Men. Men participating in the larger study received three monthly injections of leuprolide acetate (7.5 mg) after the 2-month screening period and the maximal exercise test. After the first month of leuprolide acetate, men were randomly assigned to receive either 200 mg testosterone enanthate or placebo (sesame oil) injections (the hypogonadal condition) every 2 wk for the first month of add-back and then received the other injections (testosterone or placebo) after crossover. The exercise and CRH procedures were performed between wk 3 and 4 of the placebo (hypogonadal) condition. In subjects participating in both procedures (n = 8), the exercise procedure was performed first, with 310 d separating the procedures.
Because the purpose of this study was to assess sex differences under roughly similar hormonal conditions, comparisons were made between men and women during procedures performed during the hypogonadal portion of the leuprolide studies.
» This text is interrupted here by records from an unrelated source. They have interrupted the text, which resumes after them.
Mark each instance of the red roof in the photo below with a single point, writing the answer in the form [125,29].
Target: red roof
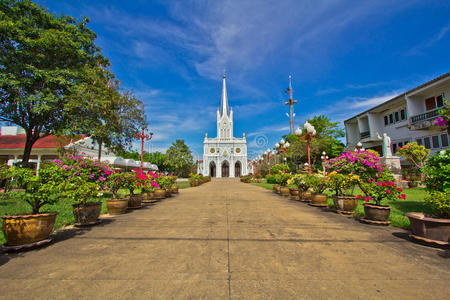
[18,142]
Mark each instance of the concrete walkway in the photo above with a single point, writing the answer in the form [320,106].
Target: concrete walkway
[223,240]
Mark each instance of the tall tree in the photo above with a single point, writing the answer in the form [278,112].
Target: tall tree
[43,59]
[179,160]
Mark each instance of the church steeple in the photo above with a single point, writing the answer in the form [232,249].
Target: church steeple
[224,102]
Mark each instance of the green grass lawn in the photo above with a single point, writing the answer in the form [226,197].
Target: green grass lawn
[14,206]
[413,203]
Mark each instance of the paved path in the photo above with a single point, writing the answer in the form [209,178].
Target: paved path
[223,240]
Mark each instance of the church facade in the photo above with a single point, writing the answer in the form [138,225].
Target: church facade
[225,155]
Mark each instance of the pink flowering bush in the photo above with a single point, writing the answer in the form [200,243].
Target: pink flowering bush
[364,164]
[381,188]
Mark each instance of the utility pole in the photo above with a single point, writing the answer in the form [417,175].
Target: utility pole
[291,103]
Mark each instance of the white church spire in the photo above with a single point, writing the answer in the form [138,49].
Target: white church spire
[224,102]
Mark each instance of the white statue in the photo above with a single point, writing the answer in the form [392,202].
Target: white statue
[387,152]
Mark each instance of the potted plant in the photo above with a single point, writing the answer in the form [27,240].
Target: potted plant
[319,185]
[376,191]
[282,180]
[343,186]
[173,184]
[160,190]
[25,229]
[434,228]
[133,182]
[116,205]
[304,195]
[82,179]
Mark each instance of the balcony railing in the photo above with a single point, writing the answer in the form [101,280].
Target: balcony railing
[364,134]
[425,116]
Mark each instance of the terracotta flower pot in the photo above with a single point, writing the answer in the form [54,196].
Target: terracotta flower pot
[28,229]
[293,193]
[87,214]
[160,194]
[305,196]
[319,200]
[148,197]
[376,212]
[345,204]
[275,188]
[429,229]
[117,206]
[135,201]
[284,191]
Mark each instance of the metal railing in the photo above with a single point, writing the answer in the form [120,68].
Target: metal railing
[425,116]
[364,134]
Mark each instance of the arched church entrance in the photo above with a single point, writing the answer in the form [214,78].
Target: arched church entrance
[225,169]
[237,169]
[212,169]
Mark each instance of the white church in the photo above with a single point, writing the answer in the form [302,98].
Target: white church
[225,155]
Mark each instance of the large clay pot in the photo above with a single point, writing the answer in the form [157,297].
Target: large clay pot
[148,197]
[319,200]
[429,229]
[160,194]
[275,188]
[284,191]
[28,229]
[345,204]
[87,214]
[293,193]
[376,212]
[305,196]
[135,201]
[117,206]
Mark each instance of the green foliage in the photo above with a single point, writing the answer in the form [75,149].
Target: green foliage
[380,189]
[44,59]
[440,203]
[414,154]
[301,182]
[39,189]
[437,172]
[278,169]
[282,178]
[341,184]
[179,159]
[318,183]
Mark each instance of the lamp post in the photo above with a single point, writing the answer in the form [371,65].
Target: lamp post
[324,158]
[268,154]
[310,133]
[147,137]
[282,147]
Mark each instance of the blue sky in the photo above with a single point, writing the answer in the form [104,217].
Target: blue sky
[344,56]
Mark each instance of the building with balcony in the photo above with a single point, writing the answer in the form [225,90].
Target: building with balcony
[405,118]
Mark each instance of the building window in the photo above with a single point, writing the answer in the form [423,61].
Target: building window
[439,101]
[444,140]
[430,103]
[403,114]
[435,140]
[427,142]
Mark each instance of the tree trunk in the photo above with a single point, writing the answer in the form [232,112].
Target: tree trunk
[29,142]
[100,150]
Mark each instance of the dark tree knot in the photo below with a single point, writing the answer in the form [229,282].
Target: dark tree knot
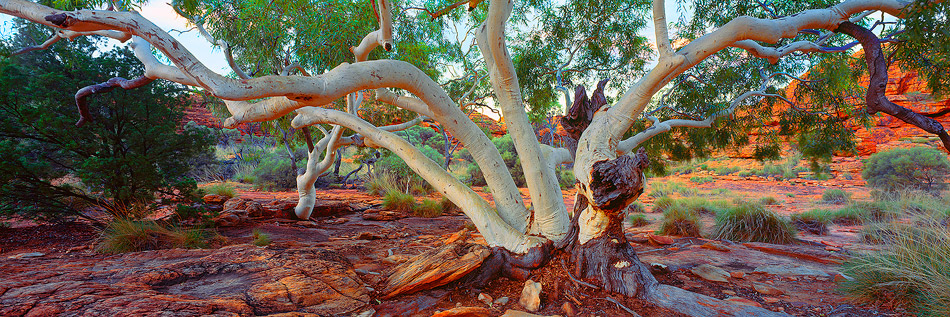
[614,183]
[59,19]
Data comparing hypogonadal to hormone-replaced conditions during exercise in women and during CRH in men have been published previously (21, 30).
Exercise procedure
Subjects were instructed not to eat the morning of the exercise tests and to abstain from caffeine and alcohol consumption and from running or other strenuous activity during the 24 h before testing. All exercise sessions were initiated between 0700 and 0800 h. The maximal exercise treadmill test (see below) was performed before initiating leuprolide, and the submaximal test was performed during the second month on leuprolide. As described below, the physiological stress delivered in this paradigm is individualized as a percentage of the subjects maximum aerobic capacity, thus assuring comparability across subjects.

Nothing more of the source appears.